>
>Wire;
>Forget most of the older works that refer to ancient drawing etc. No doubt
>the odd bit of wire produced by smoothing a strip of metal by pulling it
>through a stone bead will turn up, but the development of true drawing as a
>standard wire production method dates to somewhere around AD 800
>(unfortunately the very period from which surviving gold and silver objects
>are scarce). By the ninth/tenth century drawing appears to have been
>universal across the ‘Old World and the Orient – from Ireland to Java. At
>present the earliest surviving examples of true drawn gold wire appears to
>be the links in some Korean jewellery of the 6th – 7th centuries AD (noted
>by several observers).
>
>Gold and silver are fairly easy to draw by hand (up to 2mm or so in
>diameter, anyway). Possibly fine iron wires (such as those described by
>Theophilus for binding organ pipes during soldering) could be drawn by
hand,
>but wires suitable for mail links would need substantial power. The
earliest
>major advance might be supposed to be the draw bench where a lever-system
>permitted much greater force and thus the production of larger diameter
>wires. There is little surviving evidence for draw benches that I am aware
>of before the sixteenth century when we have both illustrations and at
least
>one surviving bench (that now in the Musée National de la Renaissance at
>Chateau d’Ecoven - for gold and silver wires.).

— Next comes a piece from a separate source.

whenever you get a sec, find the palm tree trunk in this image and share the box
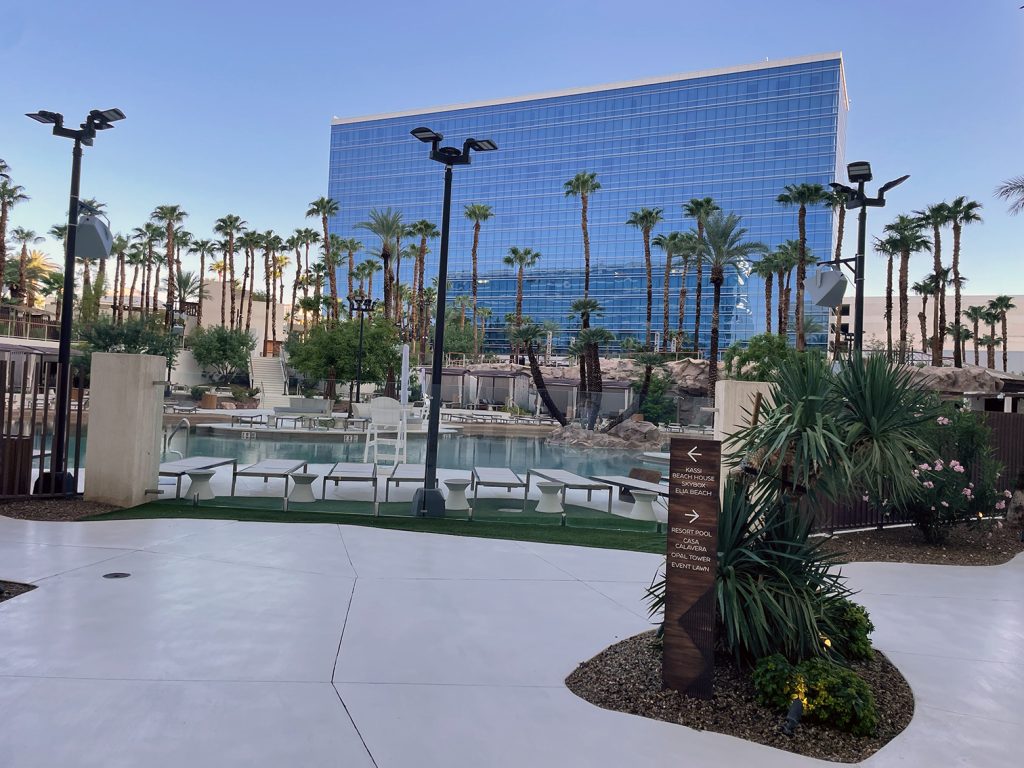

Thank you for the interseting feedback Jack. I would like to correct one
piece of missinformation though. Maille is typically made from wire of
between .080 and .030 inches in dia. From personal experience I can tell
you that .1 in dia rod can definately be drawn without to much trouble by
hand even when it is iron or steel. Iron strip in this range is even easier
to draw until it has been through enough passes to have assumed a full
circular cross section. All of my experimentation material is currently
hand drawn, no levers, just a plate and a pair of drawing pliers.